Monday, Nov. 14, 1977
What They Teach Abroad
While many American students now show up ill-prepared or the rigors of college, their European counterparts fare better. Many U.S. universities often allow British and French students to enter as sophomores. Few Soviet students enter U.S. colleges as undergraduates, but the best Russian teen-agers are probably also better drilled in the basics. A look at school systems in the three countries:
FRANCE. French secondary education tends to be much more grueling than the U.S. version. Primary school ends at age eleven or twelve, when students enter a college d'en-seignement secondaire--roughly equivalent to a junior high school. During the first year, they shoulder a set 27-hour-per-week load: five hours of French, three each of math, a foreign language, history, geography, civic education and economics, two hours of aesthetics and two of technical education. Later, they begin a second foreign language; the first one is typically studied for seven years.

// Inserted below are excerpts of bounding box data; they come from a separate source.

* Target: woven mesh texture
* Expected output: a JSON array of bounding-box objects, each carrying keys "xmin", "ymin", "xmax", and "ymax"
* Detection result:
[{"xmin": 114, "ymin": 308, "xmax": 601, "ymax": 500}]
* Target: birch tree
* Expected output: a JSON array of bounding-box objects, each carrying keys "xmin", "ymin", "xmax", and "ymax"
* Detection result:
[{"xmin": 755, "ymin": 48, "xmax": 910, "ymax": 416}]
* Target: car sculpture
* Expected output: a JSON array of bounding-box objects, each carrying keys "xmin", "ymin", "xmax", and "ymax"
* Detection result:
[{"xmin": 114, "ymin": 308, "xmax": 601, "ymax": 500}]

At lycees, which students attend for their final three years of high school, classes run eight to ten hours a day.
Homework commands three hours a night. For those who do not leave the academic track for a technical one, the system culminates in a stiff national baccalaureat, composed of four-hour tests in each subject and an oral final. On average, only 67% of students who take the exam--mandatory for acceptance to college--manage to pass.
BRITAIN. Paradoxically, the best and worst of educations have coexisted in Britain. Although some scholarships to private schools were historically available for lower-class students, there was no free secondary schooling at all prior to World War II. In 1944, Britain decreed a dual track of public education: "secondary modern" and technical schools for the less talented, and grammar schools--with stiff entrance exams--which educate the top 20%.
Almost half of all students leave school at age 16, after studying as many as a dozen subjects, including a foreign language. Meanwhile, grammar school students continue a rigorous university-oriented curriculum, including English, French, math and science. The elite private schools, even more demanding, routinely push students through 13 subjects.
Britain's national exam system is even tougher than France's. At 16 students may take O Levels, or ordinary exams. Some 70% now "sit" at least one O Level, but only 33% manage to pass one. Those who perform well may undertake the even tougher A Level advanced exams two years later. A Levels are comparable in difficulty to sophomore work at an American university. Only 12% to 16% of students progress that far; only 10% are finally admitted to university.
In pursuit of equality, Labor governments since 1960 have gradually phased out grammar schools--whose pupils tend to be middle-class--in order to blend their abler teachers and students into the melting pot of the so-called comprehensive schools, which combine features of the grammar and technical schools. That policy has disturbed many education-conscious parents. Those in areas where grammar schools have disappeared complain of declining standards and high levels of truancy and unruliness in the comprehensives. A Department of Education report found that abler children are indeed being kept back because of the "boredom, disenchantment and indiscipline" of mixed-ability comprehensive classes. There is also a decline in students taking foreign languages and other hard subjects.
THE SOVIET UNION. Although educational quality varies between Russia's elite big-city schools and rural ones, all students must take the same subjects in the ten-year general education course. Math and science are emphasized after the first four years. A typical tenth-year program includes courses in Russian language and literature, history and social studies, math, biology, physics, astronomy, chemistry, a foreign language (often "strategic languages" like Chinese or Arabic) physical education and military training.
After this, Soviet students divide into vocational schools and more selective specialty schools. The vocational schools send their graduates (about 2 million a year) into guaranteed jobs. Students at specialty schools (about 4.4 million in 1973) are trained in one of 450 fields such as teaching, medicine and communications--as well as art, music and theater. After two to four years of study, they take state final examinations which are used to determine the students who may go on to higher education.